Even when we read only a single word, the first millisecond of our brain’s reading circuit are devoted to decoding the word’s visual information and associating it to known sounds and meanings. This initial process allows us in the milliseconds that follow to use a virtual lens to see beyond decoded text to interpret deeper learning.

Its within these next precious milliseconds that we enter a thinking space where we connect the decoded information to more profound reflections as a bonus destiny. This thinking part of our reading process is an important approach to valuing literature with a postcolonial view that questions how characters, events, and themes of a work reinforce or undermine understanding of human behavior and cultural identity.

Musing beyond the text to analyze, infer, and think an innovative thought is the product of years of formation.   It takes time, from milliseconds to years, and conscious effort, to skillfully read with deep, expanding comprehension.

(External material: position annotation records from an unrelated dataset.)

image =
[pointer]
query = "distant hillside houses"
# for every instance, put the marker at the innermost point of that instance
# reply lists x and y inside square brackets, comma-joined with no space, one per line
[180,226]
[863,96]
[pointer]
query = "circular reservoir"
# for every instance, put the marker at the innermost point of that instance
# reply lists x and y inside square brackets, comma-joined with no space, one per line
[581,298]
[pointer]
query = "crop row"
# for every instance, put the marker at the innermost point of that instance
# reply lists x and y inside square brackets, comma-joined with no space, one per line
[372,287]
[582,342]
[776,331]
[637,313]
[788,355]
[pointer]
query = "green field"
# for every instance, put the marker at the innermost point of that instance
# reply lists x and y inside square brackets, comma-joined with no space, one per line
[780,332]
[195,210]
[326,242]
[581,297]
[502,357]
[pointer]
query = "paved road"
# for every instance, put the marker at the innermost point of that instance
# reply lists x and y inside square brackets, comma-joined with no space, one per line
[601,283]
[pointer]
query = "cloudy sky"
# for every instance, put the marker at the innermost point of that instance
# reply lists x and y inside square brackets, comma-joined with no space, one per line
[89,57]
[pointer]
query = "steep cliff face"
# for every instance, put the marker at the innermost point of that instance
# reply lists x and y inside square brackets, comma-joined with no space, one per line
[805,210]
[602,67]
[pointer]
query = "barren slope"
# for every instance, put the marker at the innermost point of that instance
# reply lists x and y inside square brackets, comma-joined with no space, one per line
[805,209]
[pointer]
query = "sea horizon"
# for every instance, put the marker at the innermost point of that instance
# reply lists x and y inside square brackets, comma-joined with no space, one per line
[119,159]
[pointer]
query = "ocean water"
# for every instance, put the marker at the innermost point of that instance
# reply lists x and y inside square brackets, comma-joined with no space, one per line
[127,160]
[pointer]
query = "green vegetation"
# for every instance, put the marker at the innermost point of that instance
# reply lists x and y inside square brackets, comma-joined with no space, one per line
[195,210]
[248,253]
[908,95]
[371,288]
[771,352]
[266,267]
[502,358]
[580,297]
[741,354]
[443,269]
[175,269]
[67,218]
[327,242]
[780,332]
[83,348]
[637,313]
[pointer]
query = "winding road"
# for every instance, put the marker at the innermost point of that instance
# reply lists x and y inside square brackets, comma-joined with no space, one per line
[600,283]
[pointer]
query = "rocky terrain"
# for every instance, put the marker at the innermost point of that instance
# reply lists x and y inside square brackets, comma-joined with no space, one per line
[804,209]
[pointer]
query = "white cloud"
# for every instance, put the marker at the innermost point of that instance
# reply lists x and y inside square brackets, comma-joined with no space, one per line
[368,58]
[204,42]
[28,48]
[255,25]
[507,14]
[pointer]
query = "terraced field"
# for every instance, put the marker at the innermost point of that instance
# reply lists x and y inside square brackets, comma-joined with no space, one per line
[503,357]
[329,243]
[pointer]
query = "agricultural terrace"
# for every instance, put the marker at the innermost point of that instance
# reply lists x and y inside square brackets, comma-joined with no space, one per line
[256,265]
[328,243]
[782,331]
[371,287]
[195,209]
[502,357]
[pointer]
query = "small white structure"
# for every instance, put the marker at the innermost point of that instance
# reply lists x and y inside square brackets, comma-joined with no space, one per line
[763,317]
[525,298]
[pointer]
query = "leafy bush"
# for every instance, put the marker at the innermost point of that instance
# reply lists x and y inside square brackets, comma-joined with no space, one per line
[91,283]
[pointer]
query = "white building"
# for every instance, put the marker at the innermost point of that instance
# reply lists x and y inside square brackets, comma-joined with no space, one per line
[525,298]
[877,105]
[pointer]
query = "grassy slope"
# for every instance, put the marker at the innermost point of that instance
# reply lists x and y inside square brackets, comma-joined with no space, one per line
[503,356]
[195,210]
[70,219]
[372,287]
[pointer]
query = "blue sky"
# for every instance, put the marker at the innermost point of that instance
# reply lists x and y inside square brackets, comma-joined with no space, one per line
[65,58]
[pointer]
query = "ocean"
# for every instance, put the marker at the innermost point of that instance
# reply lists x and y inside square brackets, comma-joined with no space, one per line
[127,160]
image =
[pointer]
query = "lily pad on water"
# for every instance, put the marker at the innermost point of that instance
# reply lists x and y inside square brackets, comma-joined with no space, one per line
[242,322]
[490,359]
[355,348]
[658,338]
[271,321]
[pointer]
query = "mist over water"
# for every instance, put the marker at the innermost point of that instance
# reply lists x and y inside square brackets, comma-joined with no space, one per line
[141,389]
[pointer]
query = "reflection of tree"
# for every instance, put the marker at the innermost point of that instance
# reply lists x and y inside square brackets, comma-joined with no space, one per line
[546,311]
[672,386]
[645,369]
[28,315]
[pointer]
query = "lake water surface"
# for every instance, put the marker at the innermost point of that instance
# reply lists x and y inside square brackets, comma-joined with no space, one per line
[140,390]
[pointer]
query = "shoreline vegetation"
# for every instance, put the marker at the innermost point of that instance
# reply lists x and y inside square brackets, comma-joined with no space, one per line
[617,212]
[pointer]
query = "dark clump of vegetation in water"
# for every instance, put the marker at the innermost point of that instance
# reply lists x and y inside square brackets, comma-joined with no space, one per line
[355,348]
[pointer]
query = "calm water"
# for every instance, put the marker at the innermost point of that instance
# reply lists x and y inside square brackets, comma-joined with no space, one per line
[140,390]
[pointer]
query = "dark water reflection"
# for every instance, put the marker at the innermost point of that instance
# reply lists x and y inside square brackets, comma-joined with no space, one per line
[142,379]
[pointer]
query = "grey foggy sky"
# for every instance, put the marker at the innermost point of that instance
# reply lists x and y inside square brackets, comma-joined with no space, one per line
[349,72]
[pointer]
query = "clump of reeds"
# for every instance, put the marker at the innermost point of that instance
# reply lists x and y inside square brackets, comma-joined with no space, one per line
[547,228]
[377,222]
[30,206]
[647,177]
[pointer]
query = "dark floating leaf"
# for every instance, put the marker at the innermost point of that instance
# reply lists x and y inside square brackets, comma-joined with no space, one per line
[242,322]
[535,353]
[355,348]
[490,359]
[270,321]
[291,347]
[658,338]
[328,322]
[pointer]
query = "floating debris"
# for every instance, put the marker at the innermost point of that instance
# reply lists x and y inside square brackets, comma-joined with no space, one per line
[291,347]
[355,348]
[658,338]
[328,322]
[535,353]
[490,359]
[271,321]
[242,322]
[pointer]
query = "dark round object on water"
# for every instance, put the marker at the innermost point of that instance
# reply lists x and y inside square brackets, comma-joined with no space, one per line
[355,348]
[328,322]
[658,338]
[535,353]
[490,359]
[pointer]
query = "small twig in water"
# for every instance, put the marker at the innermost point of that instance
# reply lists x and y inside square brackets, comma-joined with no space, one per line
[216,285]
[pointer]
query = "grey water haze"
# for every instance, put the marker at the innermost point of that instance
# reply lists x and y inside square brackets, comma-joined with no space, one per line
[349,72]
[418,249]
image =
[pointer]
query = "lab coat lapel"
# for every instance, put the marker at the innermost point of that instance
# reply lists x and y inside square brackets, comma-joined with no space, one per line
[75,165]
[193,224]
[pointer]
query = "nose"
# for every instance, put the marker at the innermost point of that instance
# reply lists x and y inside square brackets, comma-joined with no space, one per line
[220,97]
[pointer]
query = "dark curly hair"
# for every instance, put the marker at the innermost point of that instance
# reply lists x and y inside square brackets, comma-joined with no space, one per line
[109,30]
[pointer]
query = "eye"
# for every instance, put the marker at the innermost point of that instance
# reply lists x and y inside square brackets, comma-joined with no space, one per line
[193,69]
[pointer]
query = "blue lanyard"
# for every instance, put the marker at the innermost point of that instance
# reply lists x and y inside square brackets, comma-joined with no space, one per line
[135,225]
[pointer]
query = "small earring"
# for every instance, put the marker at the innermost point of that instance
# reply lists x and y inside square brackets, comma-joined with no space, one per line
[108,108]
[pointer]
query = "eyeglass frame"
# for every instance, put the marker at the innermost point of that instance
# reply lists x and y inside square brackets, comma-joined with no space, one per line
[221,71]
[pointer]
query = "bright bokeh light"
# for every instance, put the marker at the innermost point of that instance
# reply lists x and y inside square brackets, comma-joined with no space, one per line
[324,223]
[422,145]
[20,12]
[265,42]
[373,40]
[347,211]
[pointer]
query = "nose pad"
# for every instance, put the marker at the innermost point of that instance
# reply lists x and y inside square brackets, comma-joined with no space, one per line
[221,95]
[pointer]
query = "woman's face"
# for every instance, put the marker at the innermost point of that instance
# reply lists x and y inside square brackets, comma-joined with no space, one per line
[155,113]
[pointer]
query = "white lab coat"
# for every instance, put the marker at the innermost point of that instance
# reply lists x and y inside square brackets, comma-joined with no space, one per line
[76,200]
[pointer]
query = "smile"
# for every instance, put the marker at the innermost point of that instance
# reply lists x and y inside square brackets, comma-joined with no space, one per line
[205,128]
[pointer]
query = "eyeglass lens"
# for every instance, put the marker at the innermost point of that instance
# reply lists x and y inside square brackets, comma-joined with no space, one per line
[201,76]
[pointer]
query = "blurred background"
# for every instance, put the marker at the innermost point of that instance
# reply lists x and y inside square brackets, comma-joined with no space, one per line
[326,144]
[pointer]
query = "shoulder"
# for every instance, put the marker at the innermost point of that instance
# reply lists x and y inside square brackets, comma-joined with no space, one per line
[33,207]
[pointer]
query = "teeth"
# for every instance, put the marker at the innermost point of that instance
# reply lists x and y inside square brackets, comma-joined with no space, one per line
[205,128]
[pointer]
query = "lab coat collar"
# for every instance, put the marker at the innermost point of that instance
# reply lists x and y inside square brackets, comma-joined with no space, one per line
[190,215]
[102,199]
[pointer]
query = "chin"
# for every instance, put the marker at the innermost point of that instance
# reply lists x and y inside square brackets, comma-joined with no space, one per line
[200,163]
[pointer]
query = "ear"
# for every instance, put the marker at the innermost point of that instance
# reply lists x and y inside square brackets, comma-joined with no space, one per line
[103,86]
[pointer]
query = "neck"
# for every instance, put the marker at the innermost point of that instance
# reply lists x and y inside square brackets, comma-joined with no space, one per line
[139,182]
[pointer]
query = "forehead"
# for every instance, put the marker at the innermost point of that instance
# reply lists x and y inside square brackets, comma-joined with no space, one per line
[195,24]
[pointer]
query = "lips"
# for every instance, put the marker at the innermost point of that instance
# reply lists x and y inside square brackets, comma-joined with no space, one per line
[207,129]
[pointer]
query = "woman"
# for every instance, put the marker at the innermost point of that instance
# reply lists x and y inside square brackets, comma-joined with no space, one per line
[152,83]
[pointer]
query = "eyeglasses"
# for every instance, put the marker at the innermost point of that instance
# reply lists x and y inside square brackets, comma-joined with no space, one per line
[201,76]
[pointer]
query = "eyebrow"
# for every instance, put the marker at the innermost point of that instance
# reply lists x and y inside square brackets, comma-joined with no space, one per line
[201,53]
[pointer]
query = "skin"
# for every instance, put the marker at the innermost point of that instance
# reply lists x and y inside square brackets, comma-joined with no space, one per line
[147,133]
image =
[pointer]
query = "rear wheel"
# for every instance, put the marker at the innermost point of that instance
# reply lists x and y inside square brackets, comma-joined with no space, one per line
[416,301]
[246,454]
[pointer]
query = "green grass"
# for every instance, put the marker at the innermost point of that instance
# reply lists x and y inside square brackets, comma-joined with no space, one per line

When it comes to building our brain’s reading circuit there’s no genetic guarantee that relying on smartphones and digital  tablets will ever develop the expert reading capacity that most folks achieve with traditional book or magazine reading habits. Our reading circuit’s plasticity is also its Achilles’ heel. It can be fully fashioned when we deep read, or short-circuited if using electronics brings the most appeal.

When  it comes to our Reading Brain, digital text skimming encourages neglecting precious milliseconds required for reflective thought that normally comes next.  It’s a FUNNY FEELING to know when we meet folks with awesome INSIGHT, it’s highly probably they’ve reflectively read words that cast THAT LIGHT.